The answers to these questions have now been established, at least as firmly as is likely to be the case for a while. A much-heralded and expensive large-scale randomized, controlled trial of iNO in patients with ARDS found that iNO improved arterial PO2 by at least 20% in 60% of patients (Dellinger RP, et al. Crit Care Med 1998;26:15-23). However, the study also found that this effect was statistically significant only in the first 24 hours, and that the administration of iNO did not improve overall survival. This and other studies of iNO in patients with ARDS have been nicely reviewed in a recent article by Gerlach et al (Gerlach M, et al. Respir Care 1999;44:184-192).

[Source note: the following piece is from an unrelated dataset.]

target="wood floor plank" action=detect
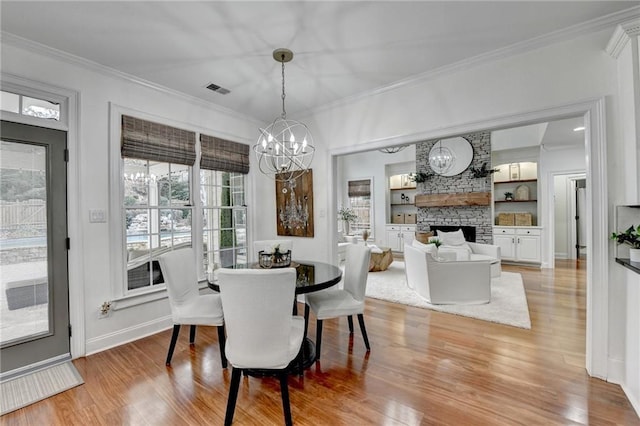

The present study by Dupont et al addresses an important adjunctive issue. The administration of iNO may not improve survival when groups of ARDS patients are considered together, but there must be individual patients in whom this therapy is life-saving. This has been the rationale for the "compassionate use" of iNO, which has not otherwise been approved for use in the United States outside the research setting, as rescue therapy for that minority of ARDS patients in whom death may occur because of refractory hypoxemia. The results of the Dupont study make such compassionate use more difficult to justify, at least when patients are selected according to the initial PaO2/FIO2 ratio, since a favorable physiologic response to iNO was modest and unpredictable in such patients and did not affect survival.
Inhaled NO has recently been approved by the FDA for treatment of certain cases of refractory hypoxemia in neonates. The gas, along with its associated storage, administration, and monitoring apparatus, is thus available now to clinicians in this country and could be used in adult patients with ARDS, subject to certain rules and restrictions for compassionate use. However, it is now not so much a lack of access to iNO as its cost that will prevent this from happening.
From the information so far made available to the respiratory care department of which I am medical director, the cost to the patient for the clinical use of iNO (which is available only as a complete package, including gas and administration system) will be $3000 for the first day or any portion thereof, and then less thereafter with a cap of $12,000. This cost is likely to be reimbursed only for its approved (that is, neonatal) indication. For patients with ARDS whose families do not have the economic resources to pay for iNO directly, the cost of a trial of iNO therapy would likely be borne by the treating institution. I suspect that this scheme was intentional in order to limit the overall cost of iNO and to prevent its widespread use for nonapproved indications. In any event, it will surely have the effect of preventing clinicians from trying iNO in most adult patients with ARDS.
Inhaled nitric oxide (iNO) was recently approved by the FDA for administration to:
a. adult patients with refractory ARDS.
b. any patient with acute respiratory failure and a PaO2/FIO2 ratio less than 150 mm Hg.
c. neonates with certain forms of refractory hypoxemia.